His gamble? 'That we would be back where we were in 1995.' Although he reckons his timing was premature, he claims that within two years the NHS will find itself back in the past - with 100 primary care bodies, eight or nine 'regional outposts' and business as usual for providers.
As someone who works closely with the NHS, he is not prepared to speak publicly. But other commentators are expressing their fears about the signals sent out by Labour's manifesto.
King's Fund chief executive Niall Dickson says: 'We are concerned about today's new commitment to 'streamline' the NHS and release£250m a year for frontline services by 2007. While we agree there is likely to be further scope for savings, this is the wrong time to impose structural change.' He argues managers will have a demanding enough agenda without upheaval - in particular given the risks attached to a market-based health economy.
Mr Dickson says: 'In this new market we may need even more managerial expertise - not less - to oversee the system and ensure patients have access to a comprehensive range of services.' NHS Confederation chief executive Dr Gill Morgan sees the manifesto more positively, although she says it paves the way for 'substantial change'.
She thinks the fact that it doesn't spell out future PCT and SHA numbers can be seen as evidence that a future Labour government might be prepared to 'go with the grain'.

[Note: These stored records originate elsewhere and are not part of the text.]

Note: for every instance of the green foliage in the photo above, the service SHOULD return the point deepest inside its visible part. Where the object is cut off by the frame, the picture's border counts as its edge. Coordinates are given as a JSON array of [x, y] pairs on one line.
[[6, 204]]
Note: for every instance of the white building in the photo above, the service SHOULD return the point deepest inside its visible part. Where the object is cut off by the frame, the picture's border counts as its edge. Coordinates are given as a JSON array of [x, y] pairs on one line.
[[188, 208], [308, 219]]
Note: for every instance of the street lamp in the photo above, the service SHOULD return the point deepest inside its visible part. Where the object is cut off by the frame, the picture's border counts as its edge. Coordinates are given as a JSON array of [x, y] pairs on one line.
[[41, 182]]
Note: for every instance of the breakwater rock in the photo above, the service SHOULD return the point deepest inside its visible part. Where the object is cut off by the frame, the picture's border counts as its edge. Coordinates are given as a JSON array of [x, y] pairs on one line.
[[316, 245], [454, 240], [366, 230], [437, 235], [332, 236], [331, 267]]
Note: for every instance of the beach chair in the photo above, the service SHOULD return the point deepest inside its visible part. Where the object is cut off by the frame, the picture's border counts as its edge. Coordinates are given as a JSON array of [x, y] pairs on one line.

'We are pleased that they have resisted the siren voices tempting them into being specific about numbers.' Dr Morgan adds that the timescale laid out allows a little breathing space: '2007 is good, it could have been sooner.' But without knowing the detail within the cost savings outlined by Labour - and specifically whether the£250m savings include changes to the civil service and regulatory bodies - she says it is impossible to guess how tough the road ahead might feel.
'It is a substantial change. Exactly how it rolls out is hard to see yet, we need to see more of the details.'
TIMELINE 31 YEARS OF NHS REORGANISATION
1974 NHS reorganisation creates 14 regional health authorities, 90 area health authorities, 90 family practitioner committees, and more than 200 district management teams.
1982 Abolition of area health authorities and creation of 192 district health authorities.
1983 Report by Sir Roy Griffiths recommends a general management structure.
1989 Government unveils white paper setting out the internal market.
Creation of NHS management executive.
1990 Family practitioner committees abolished. Family health services authorities created.
1991 Introduction of internal market: 57 self-governing acute trusts and 306 GP fundholders are launched.
1994 Number of regional HAs cut from 14 to eight.
1995 All hospitals, ambulance and community health services become trusts.
1996 Family health services authorities merged with district HAs.
Regional HAs abolished and replaced by eight regional NHS executive offices.
1997 White paper calls for move from internal market to localised integrated care 1999 Health Act introduces primary care groups.
2000 Primary care trusts introduced.
2001 Shifting the Balance consultation on structural change.
2002 Abolition of 100 health authorities: creation of 28 strategic health authorities. Four directorates of health and social care introduced, abolished a year later.
March 2005 NHS chief executive Sir Nigel Crisp calls for a reduction in PCTs and SHAs.
April 2005 Election manifestos launched: Conservatives reaffirm earlier promises to axe SHAs and halve the number of PCTs; Lib Dems also vow to abolish SHAs, and to hand commissioning to local authorities.
Labour promises£250m savings from 'streamlining' organisations.